History: 58-year-old female presents with a hard and swollen left breast. Previous silicone injections in the 1970s. Difficult to evaluate the breasts on mammography and sonography. Evaluate for malignancy.  


Exam: Multisequence MRI of the breasts with and without contrast

Findings:
Multiple scattered bilateral round foci demonstrating low signal intensity on T1 imaging and high signal intensity on T2 imaging are scattered throughout the breast parenchyma compatible with silicone injection granulomas (figures 1 and 2).   The left breast is larger than the right breast and shows preferential skin thickening anteriorly.   A curvilinear area of low signal intensity tissue in the anterior third of the left breast is seen on T2 imaging.   This area shows rapid hyperenhancement (greater than 100%) on the first pass of the dynamic subtraction axial series (figure 3).   This tissue extends to involve the nipple (figure 4).   The last image (figure 5) demonstrates an abnormally appearing, hyperenhancing left axillary lymph node.
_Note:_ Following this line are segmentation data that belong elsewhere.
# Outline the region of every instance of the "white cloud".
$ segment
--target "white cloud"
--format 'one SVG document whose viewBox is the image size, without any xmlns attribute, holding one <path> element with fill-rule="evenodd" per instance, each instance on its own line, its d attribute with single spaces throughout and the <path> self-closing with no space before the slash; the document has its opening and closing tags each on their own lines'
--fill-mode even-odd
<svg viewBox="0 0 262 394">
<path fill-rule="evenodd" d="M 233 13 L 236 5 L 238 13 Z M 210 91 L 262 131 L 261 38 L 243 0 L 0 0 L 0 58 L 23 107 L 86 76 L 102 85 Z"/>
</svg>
Images: Axial bilateral incoherent gradient echo 3D T1 appearing image (figure 1), axial T2 FSE image of the left breast (figure 2), bilateral axial first pass dynamic subtraction contrast enhanced images (figures 3, 4, and 5).

Figure 1
Figure 2

Figure 3 
Figure 4

Figure 5 


                                                                                              

Diagnosis: Presumed unilateral inflammatory carcinoma within the left breast with axillary metastases in a patient with bilateral silicone injection granulomas. (The patient is currently refusing any intervention, including biopsy.)

 

Discussion:

The patient has a history of silicone injections in the 1970’s.   The patient developed a hard and swollen left breast, which made her seek medical attention.   The patient’s mammograms showed dense breasts, multiple masses and nodules, and calcifications.   The patient had a sonogram that revealed diffusely echogenic parenchyma, multiple nodules, and extensive acoustic shadowing.   Breast MRI is the examination of choice in patients such as this, as it provides a window into the breast tissue on conventional MRI sequences and provides additional analysis with dynamic contrast enhancement.

 

Silicone injection granulomas typically demonstrate low signal intensity on T1 weighted images and high signal intensity on T2 weighted images.   Cancer typically shows low signal intensity on both T1 and T2 weighted images.   Abnormal contrast enhancement is clearly seen within the left breast parenchyma during the first minute on the dynamic contrast enhanced subtraction sequence.   The key in this case is that the abnormal enhancement is not within the injection granulomas, but rather within the low signal intensity tissue that does not contain silicone material.   Silicone granulomas can cause abnormal breast tissue enhancement, but this usually involves tissues associated in close proximity to the silicone.   The patient also clinically presents with the typical inflammatory breast cancer symptoms and physical signs.   The demonstration of abnormal enhancement extending from the breast parenchyma into the nipple is another reason why inflammatory carcinoma is a much more likely diagnosis than silicone granuloma related inflammation.


References:

Fischer, Uwe.   Practical MR Mammography.   Georg Thieme Verlag, Germany.   2004.

Bassett, Lawrence, et al.   Diagnosis of Diseases of the Breast.   Elsevier Inc., USA   2005.